It’s the latest in a barrage of efforts to win compensation from AI companies over training materials.
A trio of publishers and one author are seeking a class action lawsuit against Google on claims that the tech company broke copyright law by using their works to train its Gemini AI. Hachette Book Group, Cengage Learning and Elsevier are the plaintiff companies and writer Scott Turow is the individual behind this effort.
"Google reproduced millions of copyrighted works without permission, without providing any compensation to authors or publishers, and with full knowledge that its conduct violated copyright law," the complaint alleges. "Google also stripped CMI from the copyrighted works it stole to conceal its training sources and facilitate their unauthorized use."
In addition to the alleged copyright infringement for training, the complaint argues that Gemini allows and sometimes even encourages the creation of copycat works, again without credit or compensation to the authors or their publishers.
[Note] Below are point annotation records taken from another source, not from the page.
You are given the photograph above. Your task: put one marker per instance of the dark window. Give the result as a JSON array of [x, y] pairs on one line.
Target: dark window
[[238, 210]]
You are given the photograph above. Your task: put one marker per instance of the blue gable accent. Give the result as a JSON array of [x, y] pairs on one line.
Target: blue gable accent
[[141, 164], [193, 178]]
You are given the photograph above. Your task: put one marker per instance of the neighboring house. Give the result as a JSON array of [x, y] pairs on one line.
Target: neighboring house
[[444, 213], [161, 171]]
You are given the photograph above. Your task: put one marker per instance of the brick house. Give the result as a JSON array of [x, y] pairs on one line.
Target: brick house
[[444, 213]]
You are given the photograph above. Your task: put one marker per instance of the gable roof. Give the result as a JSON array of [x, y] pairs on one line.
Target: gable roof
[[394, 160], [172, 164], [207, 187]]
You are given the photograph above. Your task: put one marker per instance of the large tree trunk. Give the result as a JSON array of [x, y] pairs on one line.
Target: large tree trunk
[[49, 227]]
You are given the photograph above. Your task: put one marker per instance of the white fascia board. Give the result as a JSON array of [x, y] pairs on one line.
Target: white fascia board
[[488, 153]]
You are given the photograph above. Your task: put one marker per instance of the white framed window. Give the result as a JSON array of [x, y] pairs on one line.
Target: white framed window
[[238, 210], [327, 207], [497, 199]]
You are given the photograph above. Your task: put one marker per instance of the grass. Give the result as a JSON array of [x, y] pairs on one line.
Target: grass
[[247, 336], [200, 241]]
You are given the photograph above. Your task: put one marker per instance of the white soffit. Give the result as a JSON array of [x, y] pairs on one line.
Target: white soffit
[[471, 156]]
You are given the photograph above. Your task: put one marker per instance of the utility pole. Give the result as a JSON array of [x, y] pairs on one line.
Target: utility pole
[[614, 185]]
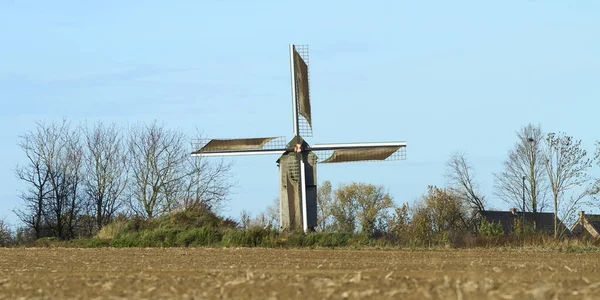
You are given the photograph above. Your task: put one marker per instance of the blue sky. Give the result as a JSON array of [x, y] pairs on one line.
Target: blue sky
[[444, 76]]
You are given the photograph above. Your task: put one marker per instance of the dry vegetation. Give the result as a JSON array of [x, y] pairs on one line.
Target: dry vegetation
[[209, 273]]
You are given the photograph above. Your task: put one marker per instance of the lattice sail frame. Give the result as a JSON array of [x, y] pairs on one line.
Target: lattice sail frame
[[325, 156], [304, 127], [271, 143]]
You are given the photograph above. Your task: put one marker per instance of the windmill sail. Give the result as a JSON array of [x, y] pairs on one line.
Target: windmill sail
[[337, 153], [263, 145], [301, 74]]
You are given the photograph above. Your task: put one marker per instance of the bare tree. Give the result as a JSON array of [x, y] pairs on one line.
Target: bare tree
[[204, 184], [324, 205], [360, 204], [566, 164], [525, 160], [6, 235], [106, 171], [36, 177], [157, 158], [461, 175], [272, 213]]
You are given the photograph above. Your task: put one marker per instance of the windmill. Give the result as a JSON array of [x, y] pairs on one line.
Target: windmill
[[298, 160]]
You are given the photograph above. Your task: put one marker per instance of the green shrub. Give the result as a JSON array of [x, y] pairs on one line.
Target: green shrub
[[126, 240], [203, 236], [110, 231], [490, 229]]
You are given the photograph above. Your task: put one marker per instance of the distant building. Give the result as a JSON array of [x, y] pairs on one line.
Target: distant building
[[508, 219], [587, 226]]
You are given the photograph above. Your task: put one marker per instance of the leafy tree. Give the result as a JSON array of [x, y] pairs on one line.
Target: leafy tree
[[324, 206], [360, 204], [398, 223]]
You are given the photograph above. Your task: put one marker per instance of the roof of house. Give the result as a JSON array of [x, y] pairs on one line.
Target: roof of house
[[545, 220]]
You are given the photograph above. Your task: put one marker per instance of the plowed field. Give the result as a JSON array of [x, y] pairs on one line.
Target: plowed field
[[196, 273]]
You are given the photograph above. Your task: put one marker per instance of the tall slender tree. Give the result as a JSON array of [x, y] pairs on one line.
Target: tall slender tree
[[525, 160], [567, 165], [106, 171], [461, 177]]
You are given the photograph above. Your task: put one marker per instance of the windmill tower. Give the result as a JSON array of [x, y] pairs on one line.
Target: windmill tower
[[298, 160]]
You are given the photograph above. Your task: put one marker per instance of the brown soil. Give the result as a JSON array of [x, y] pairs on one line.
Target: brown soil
[[197, 273]]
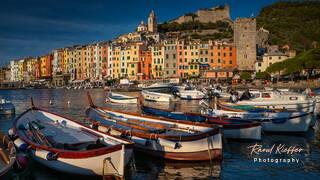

The suit states that: "Google also knows that absent appropriate guardrails, Gemini will continue to produce outputs that substitute for copyrighted works on which it was trained. Yet Google has failed to implement effective guardrails."
The literary world has made several attempts to make deals with the AI companies that have scraped and trained large language models off of their protected works. In fact, a group including several of the same parties already have a similar class action suit underway against Meta. However, cases based on copyright infringement haven't seen much success to date. A separate group of writers landed an initial settlement of $1.5 billion with Anthropic in 2025 for a copyright infringement-turned-piracy case against the Claude chatbot creator, but it was rejected by the judge overseeing the case for being "nowhere near complete." Similar efforts by authors to tackle copyright infringement by Meta's AI operation fell short last year. A different pair of authors has also tried to take on Apple for unlicensed use of their creations for AI training. That's just a sampling from the publishing world.